Il commento di Steve Vai:
"È dal 1973 che lo stiamo pianificando, solo che lo facciamo inconsciamente."

L'album ha preso forma dopo un tour di reunion dei G3, in alcuni momenti di pausa dagli impegni di ciascuno. Tutto è iniziato dopo la registrazione di un unico singolo e il successivo invio di altri due brani composti da Satriani. Vai ha capito immediatamente che era giunto il momento.

Il processo è stato tutt'altro che prevedibile. Sebbene i due musicisti condividano una profonda storia musicale, influenze simili e una conoscenza della chitarra maturata nel corso di una vita, hanno scoperto di comporre in modo molto diverso. Quel contrasto è diventato uno degli elementi distintivi del disco, con scambi di idee fino a quando le canzoni non prendevano pieghe inaspettate.

Il commento di Satriani:
"La sorpresa più grande è stata scoprire che componiamo in modi completamente diversi, ed è proprio questo che ha reso il progetto così divertente e interessante."

L'album riunisce due musicisti che hanno trascorso decenni a sviluppare stili personali inconfondibili, lasciando al contempo a ciascuno la libertà di spingere l'altro verso nuovi orizzonti.
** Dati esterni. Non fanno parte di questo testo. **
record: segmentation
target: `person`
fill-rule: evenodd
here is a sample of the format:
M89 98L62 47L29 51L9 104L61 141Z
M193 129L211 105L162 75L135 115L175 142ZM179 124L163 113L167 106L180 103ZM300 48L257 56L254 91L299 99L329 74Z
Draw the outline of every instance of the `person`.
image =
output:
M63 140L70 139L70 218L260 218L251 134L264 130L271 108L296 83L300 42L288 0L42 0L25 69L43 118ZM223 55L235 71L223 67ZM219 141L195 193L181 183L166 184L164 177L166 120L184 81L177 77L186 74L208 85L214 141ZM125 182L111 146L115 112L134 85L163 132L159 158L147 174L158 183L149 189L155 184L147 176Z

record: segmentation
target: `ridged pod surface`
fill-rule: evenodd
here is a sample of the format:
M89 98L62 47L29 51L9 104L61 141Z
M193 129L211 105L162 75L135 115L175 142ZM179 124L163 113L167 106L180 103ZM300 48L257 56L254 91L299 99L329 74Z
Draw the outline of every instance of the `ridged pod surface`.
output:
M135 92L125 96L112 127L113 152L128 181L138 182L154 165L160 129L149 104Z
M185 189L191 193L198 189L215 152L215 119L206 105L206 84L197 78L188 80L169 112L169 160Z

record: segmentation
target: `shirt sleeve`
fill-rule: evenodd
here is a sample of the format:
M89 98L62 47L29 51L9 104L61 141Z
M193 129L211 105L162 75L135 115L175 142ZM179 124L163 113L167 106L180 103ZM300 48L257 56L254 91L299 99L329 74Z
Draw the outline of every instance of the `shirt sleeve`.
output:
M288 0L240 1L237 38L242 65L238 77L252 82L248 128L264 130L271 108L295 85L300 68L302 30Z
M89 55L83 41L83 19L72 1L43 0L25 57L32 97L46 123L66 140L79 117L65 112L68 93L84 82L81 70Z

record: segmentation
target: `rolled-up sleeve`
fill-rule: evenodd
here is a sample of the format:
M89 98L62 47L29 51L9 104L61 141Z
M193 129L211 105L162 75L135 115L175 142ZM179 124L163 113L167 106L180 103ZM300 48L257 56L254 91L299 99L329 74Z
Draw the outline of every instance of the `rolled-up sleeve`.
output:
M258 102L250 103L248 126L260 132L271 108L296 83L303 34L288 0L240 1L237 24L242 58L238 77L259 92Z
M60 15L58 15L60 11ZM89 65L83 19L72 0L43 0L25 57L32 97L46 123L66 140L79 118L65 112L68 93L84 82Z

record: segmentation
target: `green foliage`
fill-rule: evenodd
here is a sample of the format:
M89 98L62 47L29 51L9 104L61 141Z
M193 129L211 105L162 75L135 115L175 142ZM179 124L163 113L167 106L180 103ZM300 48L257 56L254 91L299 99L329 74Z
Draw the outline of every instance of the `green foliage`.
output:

Il produttore e tastierista Eric Caudieux ha contribuito a mantenere il processo il più autentico possibile, mentre un formidabile gruppo di collaboratori di lunga data ha fornito la sezione ritmica, tra cui i batteristi Gregg Bissonette, Jeremy Colson, Kenny Aronoff, Matt Chamberlain e Mike Mangini, e i bassisti Billy Sheehan, Bryan Beller, Philip Bynoe, Matt Bissonette, Marco Mendoza e Henrik Linder.

In "The Sea of Emotion", i SatchVai passano dal rock 'n' roll grezzo di "Mayhem" e "Bronco Freight Train" al brano più cupo e cinematografico "Old Sins Have Long Shadows", allo swing sfrenato di "Zoot Suit Riot" e al brano da stadio "I Wanna Play My Guitar", con la partecipazione del leggendario cantante Glenn Hughes.

Al centro dell'album c'è la suite in tre parti "The Sea of Emotion", che riporta con la mente al campo della scuola di Carle Place dove i due musicisti adolescenti un tempo trascorrevano il tempo sognando la musica. "The Sea of Emotion, Part 3" inizia addirittura con una registrazione vintage su nastro a bobina proveniente da una delle prime lezioni di Vai con Satriani, uno scorcio di due giovani chitarristi ancora alla ricerca della propria voce.

Il commento di Joe Satriani:
"Questo mostra proprio quanto lontano siamo arrivati. Siamo questi due ragazzini che non hanno ancora trovato il proprio sound, ma abbiamo entusiasmo. Stiamo inseguendo qualcosa e siamo determinati."

Per Vai, l'album rappresenta in definitiva qualcosa di più personale di un semplice incontro tra due chitarristi celebri.
"È in quel momento che penso davvero: 'Wow, ce l'abbiamo fatta davvero'. È un bellissimo incontro tra me e il mio amico. È stato questo il motivo per cui abbiamo realizzato il disco."